Tutorial#

With einshard, you can easily shard arrays across different devices in JAX without modifying your model code, simplifying parallel computation in JAX.

Using the einshard API, you can partition or replicate a single array according to the specified einshard expression and distribute it across various devices. If the computation is naturally-sharded, JAX, leveraging the XLA compiler, will automatically determine the optimal output array sharding based on the input array’s sharding. This means that by setting up the input array’s sharding as desired, JAX will handle the parallel computation accordingly and automatically. This allows you to shard a model across different devices by placing the model’s arrays using einshard before computation begins.

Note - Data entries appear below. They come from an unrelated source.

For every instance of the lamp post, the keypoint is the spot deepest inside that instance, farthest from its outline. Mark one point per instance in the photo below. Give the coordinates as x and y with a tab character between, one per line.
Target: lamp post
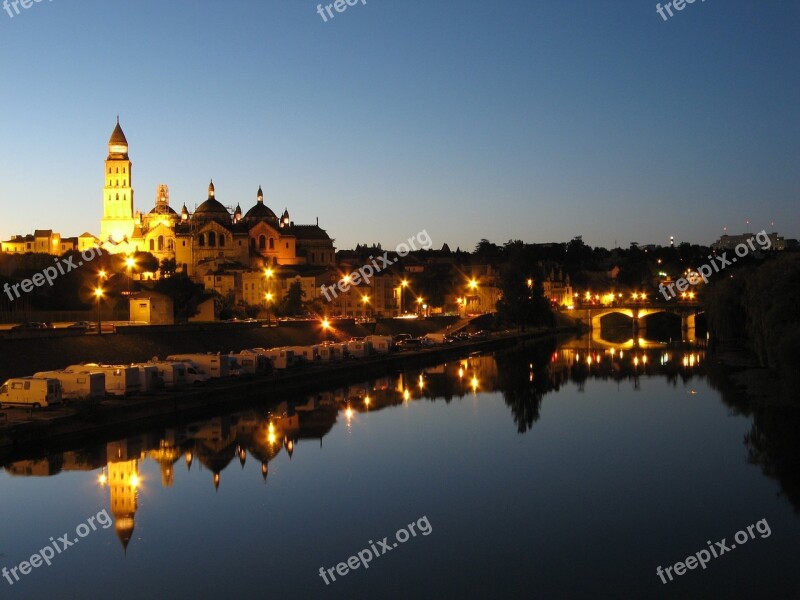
130	263
98	292
268	295
403	285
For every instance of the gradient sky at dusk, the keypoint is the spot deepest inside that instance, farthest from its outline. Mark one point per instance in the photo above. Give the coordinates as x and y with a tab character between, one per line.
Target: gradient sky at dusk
506	120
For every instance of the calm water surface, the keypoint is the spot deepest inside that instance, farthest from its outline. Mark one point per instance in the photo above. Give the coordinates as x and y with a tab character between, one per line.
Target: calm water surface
570	472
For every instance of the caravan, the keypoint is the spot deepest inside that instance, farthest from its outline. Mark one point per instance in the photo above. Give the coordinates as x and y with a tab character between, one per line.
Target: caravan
307	354
281	358
213	365
381	344
31	391
149	378
86	385
172	374
121	380
252	363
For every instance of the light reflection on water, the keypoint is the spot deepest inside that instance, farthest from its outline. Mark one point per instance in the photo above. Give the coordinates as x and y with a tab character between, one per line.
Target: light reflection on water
531	464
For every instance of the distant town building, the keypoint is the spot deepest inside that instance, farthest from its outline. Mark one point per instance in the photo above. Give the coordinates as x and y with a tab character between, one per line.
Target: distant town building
729	242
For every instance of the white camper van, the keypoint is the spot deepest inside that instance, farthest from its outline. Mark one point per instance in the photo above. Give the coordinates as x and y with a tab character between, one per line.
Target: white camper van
171	373
357	349
149	378
213	365
194	374
86	385
281	358
31	391
252	363
381	344
329	352
121	380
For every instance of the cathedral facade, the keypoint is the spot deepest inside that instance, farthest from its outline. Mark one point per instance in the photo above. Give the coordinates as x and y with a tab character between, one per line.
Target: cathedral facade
213	237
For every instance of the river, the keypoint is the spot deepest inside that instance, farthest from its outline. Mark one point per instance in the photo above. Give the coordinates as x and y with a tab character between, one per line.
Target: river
553	471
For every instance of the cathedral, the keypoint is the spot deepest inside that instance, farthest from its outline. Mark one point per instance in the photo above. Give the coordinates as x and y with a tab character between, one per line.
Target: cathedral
213	237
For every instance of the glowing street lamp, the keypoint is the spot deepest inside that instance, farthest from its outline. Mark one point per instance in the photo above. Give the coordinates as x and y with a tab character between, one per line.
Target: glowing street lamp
130	262
98	293
268	295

Concepts: Axes and Parallelism#

Before using einshard to implement model parallelism, it’s helpful to know some related concepts.

We classify axes of an einsum expression into two types:

Free axis: An axis is a free axis if it appears on the left-hand side and also on the right-hand side.
Reduced axis: An axis is a reduced axis if it appears on the left-hand side but is absent from the right-hand side.

An einsum expression represents a computation that can be expressed using the einsum notation. For example, in the array multiplication expressed by ab, bc → ac, a and c are free axes, while b is a reduced axis.

The relationship between the axes in a naturally-sharded einsum expression and the types of parallelism considered (data parallelism and 1-D tensor parallelism) is as follows:

If all sharded axes in an einsum expression are free axes, the computation is data parallelism.
If all sharded axes in an einsum expression are reduced axes, the computation is 1-D tensor parallelism.
If both free axes and reduced axes are sharded, the computation is hybrid parallelism of data parallelism and 1-D tensor parallelism.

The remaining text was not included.